Alternatives: As a first step, it's important to make sure that you have been properly diagnosed. Check with your doctor or other health professional to see if your urinary incontinence symptoms might stem from another condition (such as a bladder infection or another form of incontinence) or a medication (such as a blood pressure drug, diuretic or muscle relaxant).

Once these are ruled out, I'd recommend trying some simple lifestyle changes, such as cutting back on caffeinated and alcoholic beverages, drinking less before bedtime, and doing Kegel exercises to strengthen the pelvic muscles that help control urination.

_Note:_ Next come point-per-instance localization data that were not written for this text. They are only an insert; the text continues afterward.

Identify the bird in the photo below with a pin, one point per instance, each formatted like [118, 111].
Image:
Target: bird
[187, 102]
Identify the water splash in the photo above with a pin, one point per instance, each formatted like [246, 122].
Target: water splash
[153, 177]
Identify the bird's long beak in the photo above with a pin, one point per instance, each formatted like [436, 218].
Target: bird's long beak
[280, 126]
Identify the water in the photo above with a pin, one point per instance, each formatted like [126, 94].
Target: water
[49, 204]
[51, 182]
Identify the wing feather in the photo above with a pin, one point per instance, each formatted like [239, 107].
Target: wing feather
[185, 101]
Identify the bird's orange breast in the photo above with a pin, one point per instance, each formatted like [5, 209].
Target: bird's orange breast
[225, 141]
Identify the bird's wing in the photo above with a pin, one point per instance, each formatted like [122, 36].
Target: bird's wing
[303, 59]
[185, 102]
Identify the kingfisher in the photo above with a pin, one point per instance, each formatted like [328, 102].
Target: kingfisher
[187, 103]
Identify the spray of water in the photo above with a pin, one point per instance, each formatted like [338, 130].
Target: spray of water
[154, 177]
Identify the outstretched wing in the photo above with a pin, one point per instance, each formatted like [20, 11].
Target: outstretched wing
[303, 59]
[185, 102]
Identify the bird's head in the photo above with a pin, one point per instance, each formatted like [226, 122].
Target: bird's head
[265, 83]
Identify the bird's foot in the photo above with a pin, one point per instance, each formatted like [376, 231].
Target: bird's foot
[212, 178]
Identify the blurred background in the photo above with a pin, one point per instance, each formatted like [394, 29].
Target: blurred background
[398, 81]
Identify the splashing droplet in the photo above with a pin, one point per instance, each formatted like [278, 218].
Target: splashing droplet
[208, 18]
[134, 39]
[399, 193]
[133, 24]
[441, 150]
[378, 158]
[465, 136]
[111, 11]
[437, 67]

If these approaches don't work out, consider trying adult diapers, pads or panty liners, which can be purchased just about anywhere. They can be worn comfortably (and invisibly) under everyday clothing and virtually eliminate the risk of embarrassing accidents. In my experience, many patients are reluctant to try this approach, but once over the initial hurdle, come to prefer it for security and peace of mind.

Correction: An earlier version of this article mistakenly implied that mirabegron (Myrbetriq), which the FDA approved last year for the treatment of overactive bladder, is an anticholinergic drug; in fact, it is in a new class of medications called beta-3 adrenergic agonists and is not expected  to cause memory loss seen with anticholinergic medications. There currently are no data describing the effect of Myrbetriq on cognition.

10. Antihistamines (First-generation)

Why they are prescribed: These medications are used to relieve or prevent allergy symptoms or those of the common cold. Some antihistamines are also used to prevent motion sickness, nausea, vomiting and dizziness, and to treat anxiety or insomnia.

Examples: Brompheniramine (Dimetane), carbinoxamine (Clistin), chlorpheniramine (Chlor-Trimeton), clemastine (Tavist), diphenhydramine (Benadryl) and hydroxyzine (Vistaril).

How they can cause memory loss: These medications (prescription and over-the-counter) inhibit the action of acetylcholine, a chemical messenger that mediates a wide range of functions in the body. In the brain, they inhibit activity in the memory and learning centers, which can lead to memory loss.

Alternatives: Newer-generation antihistamines such as loratadine (Claritin) and cetirizine (Zyrtec) are better tolerated by older patients and do not present the same risks to memory and cognition.